L'histoire :
Il y a eu ce foutu contrat, ce dégénéré au goitre naissant qui a tout fait foirer. Il y a eu l’incendie… Et si certains, tels Hambone et Ophélia, ont pu sauver leurs fesses, Bull Rockwell et Elmer Turpin ont, eux, payé l’addition de leurs mauvaises intentions. Aujourd’hui, Elmer sort de l’hôpital de Vicksburg. Dehors, la Grande Dépression continue de polluer l’Amérique et un fourgon cellulaire attend le convalescent. Pas question pour autant de se laisser faire : les médecins ont prédit à Elmer qu’il ne ferait pas de vieux os. C’est donc la belle que le voyou se fait aujourd’hui, pour ne pas passer le peu de temps qu’il lui reste derrière les barreaux. Zimmerman, un petit luthier grincheux, fera les frais de ce besoin de liberté en se trouvant contraint de vider le contenu de son tiroir-caisse devant la mitraillette énervée du fuyard. Ensuite, l’objectif est la station essence de Humbolt Sabich : Elmer a de vieux comptes à régler avec le fils ainé. Mais bien des choses ont changé. En ces temps de crises où des millions d’américains n’ont plus rien, tout le monde veut sauver sa peau, changer de vie. Pas sûr qu’Elmer ait choisi la bonne option…

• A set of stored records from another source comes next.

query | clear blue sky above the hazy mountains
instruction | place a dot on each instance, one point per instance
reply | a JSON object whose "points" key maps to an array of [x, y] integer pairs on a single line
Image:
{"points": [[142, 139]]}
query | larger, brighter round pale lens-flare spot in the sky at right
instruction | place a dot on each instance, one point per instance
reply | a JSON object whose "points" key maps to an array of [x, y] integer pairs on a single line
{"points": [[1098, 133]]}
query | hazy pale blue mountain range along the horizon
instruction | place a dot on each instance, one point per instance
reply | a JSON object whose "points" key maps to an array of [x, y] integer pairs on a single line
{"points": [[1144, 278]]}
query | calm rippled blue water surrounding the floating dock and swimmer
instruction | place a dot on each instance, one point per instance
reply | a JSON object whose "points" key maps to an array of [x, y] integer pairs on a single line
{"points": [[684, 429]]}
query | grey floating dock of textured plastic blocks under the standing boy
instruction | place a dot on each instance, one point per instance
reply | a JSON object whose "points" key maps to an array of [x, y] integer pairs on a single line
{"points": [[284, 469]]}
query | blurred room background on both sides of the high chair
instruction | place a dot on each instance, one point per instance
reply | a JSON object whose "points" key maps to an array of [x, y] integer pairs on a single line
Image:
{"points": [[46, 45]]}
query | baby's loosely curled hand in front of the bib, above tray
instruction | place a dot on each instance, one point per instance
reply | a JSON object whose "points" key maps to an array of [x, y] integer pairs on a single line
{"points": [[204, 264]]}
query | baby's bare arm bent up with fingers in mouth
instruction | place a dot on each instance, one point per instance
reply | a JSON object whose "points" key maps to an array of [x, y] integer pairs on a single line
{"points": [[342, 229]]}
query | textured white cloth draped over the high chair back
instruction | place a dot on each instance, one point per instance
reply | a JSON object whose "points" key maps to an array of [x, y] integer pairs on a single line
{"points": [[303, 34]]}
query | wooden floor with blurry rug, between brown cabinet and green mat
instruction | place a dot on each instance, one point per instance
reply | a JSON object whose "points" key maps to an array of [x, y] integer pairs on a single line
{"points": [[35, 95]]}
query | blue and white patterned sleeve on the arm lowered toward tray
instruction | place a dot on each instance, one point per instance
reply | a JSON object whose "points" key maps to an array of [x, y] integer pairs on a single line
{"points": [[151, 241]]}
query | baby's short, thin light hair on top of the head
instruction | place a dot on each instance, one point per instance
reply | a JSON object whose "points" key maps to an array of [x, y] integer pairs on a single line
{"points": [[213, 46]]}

Ce qu'on en pense sur la planète BD :
Entamé à Huzlehurst et ses 2027 âmes, le blues composé par Igort et Leila Marzocchi poursuit sa douloureuse partition sur les rives du Mississippi. Une autre ville, quelques identiques protagonistes et de nouvelles figures se posent sur le manche de la guitare, pour nous jouer quelques mesures de la Grande Dépression. Chômage, racisme, mais surtout égoïsme exacerbé par la misère et l’inaliénable instinct de survie, s’incrustent tout au long de cette complainte écorchée. A nouveau et d’abord portée par son atmosphère, l’histoire est posée par à-coups. On passe ainsi d’un destin à l’autre, on suit peu à peu leurs connexions, évidemment douloureuses, évidemment tragiques. A force de drames, englués dans ce fatalisme communicatif, on se détacherait presque des personnages, convaincus qu’ils ne feront pas long feu. Pourtant, le scénario est bien plus malin, ouvrant le ciel alourdi de quelques éclaircies. Ainsi, il y a ce jeune homme peu inquiet de sa pauvreté et impatient de connaitre son futur neveu, notre guitariste amoureux, un peu passif mais reprenant goût à la musique… Et plus globalement, tout ceux cherchant à infléchir leur destinée avec plus de succès qu’Elmer Turpin. En somme, un final de couplet tendant à démontrer que la vie est bien plus forte que tout. Pour ce qui est de la manière de faire, la voix-off sert à nouveau de métronome et le découpage d’apparence haché est plutôt efficace pour distiller la partition. Evidemment, le morceau proposé perdrait de sa tonalité sans ce dessin atypique, au charme accrocheur, qu’on croirait gravé dans le cuivre et qui imprime toute la force émotionnelle de cette ballade définitivement envoutante.